Pensions are finally capturing the public imagination. But, unfortunately, for all the wrong reasons. This week, up to 1m public sector workers prepared to strike over government plans to change their pension schemes. With an election looming, the government eventually climbed down and agreed to new talks on the key issues, which include plans to raise the age of retirement for most public sector workers from 60 to 65.
Pensions are finally capturing the public imagination. But, unfortunately, for all the wrong reasons.

This week, up to 1m public sector workers prepared to strike over government plans to change their pension schemes. With an election looming, the government eventually climbed down and agreed to new talks on the key issues, which include plans to raise the age of retirement for most public sector workers from 60 to 65.

The workers' victory is almost certain to be short-lived. Once the election is over, we are likely to hear a lot more about "longevity risk" - a new buzzword that measures the financial costs of longer lives.

The startling burden that will fall on all of us is only now starting to be fully understood by experts. With overall life expectancy at birth rising at an average of two and a half years each decade, assumptions about the total costs of retirement are being shattered.

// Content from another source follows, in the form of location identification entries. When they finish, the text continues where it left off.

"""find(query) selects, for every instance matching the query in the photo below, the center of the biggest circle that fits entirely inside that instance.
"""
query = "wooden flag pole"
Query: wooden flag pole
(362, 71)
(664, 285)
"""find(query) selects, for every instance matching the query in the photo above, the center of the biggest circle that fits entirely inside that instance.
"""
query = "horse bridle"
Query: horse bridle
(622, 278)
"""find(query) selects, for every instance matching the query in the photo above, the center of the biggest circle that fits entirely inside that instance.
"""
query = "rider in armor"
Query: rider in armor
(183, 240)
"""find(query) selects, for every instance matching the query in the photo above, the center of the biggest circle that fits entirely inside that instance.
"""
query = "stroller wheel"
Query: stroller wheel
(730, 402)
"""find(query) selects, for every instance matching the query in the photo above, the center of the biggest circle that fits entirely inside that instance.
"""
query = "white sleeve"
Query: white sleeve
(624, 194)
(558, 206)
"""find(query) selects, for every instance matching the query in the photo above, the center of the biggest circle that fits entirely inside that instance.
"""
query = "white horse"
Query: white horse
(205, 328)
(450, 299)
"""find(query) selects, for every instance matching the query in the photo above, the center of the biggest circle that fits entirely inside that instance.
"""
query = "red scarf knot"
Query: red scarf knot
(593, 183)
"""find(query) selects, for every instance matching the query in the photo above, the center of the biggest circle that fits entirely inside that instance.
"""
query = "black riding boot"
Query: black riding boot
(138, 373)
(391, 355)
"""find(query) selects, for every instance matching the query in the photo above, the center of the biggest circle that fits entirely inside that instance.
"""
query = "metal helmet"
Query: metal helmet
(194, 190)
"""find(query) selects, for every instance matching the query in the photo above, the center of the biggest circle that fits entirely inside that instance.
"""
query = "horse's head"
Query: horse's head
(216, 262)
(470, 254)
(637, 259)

In crude terms, men now have to fund a retirement at 65 that's likely to last 19 years on average - up from 13 years in the early 1970s. And most of them also have to fund retirement income for wives who will probably outlive them. A 65-year-old woman in 2005 can expect to live another 22 years.

Adrian Gallop at the Government Actuary's Department (Gad), says the rise in life expectancy is likely to continue well into this century, although looking a long way ahead is an inexact art. "We produce mass population projections 40 years and 70 years ahead - some bodies such as National Insurance need them - but effectively you can't predict this far ahead, it is just a projection. There may be a miracle cure for cancer, cures for genetic diseases - or possibly the rise in obesity among young people will affect mortality," says Gallop.

A recent paper on longevity, co-written by Gallop, points out that very elderly people are vulnerable to a range of medical conditions - so even if some causes of death among the very old are eradicated, other life-threatening diseases are just as likely to take their place.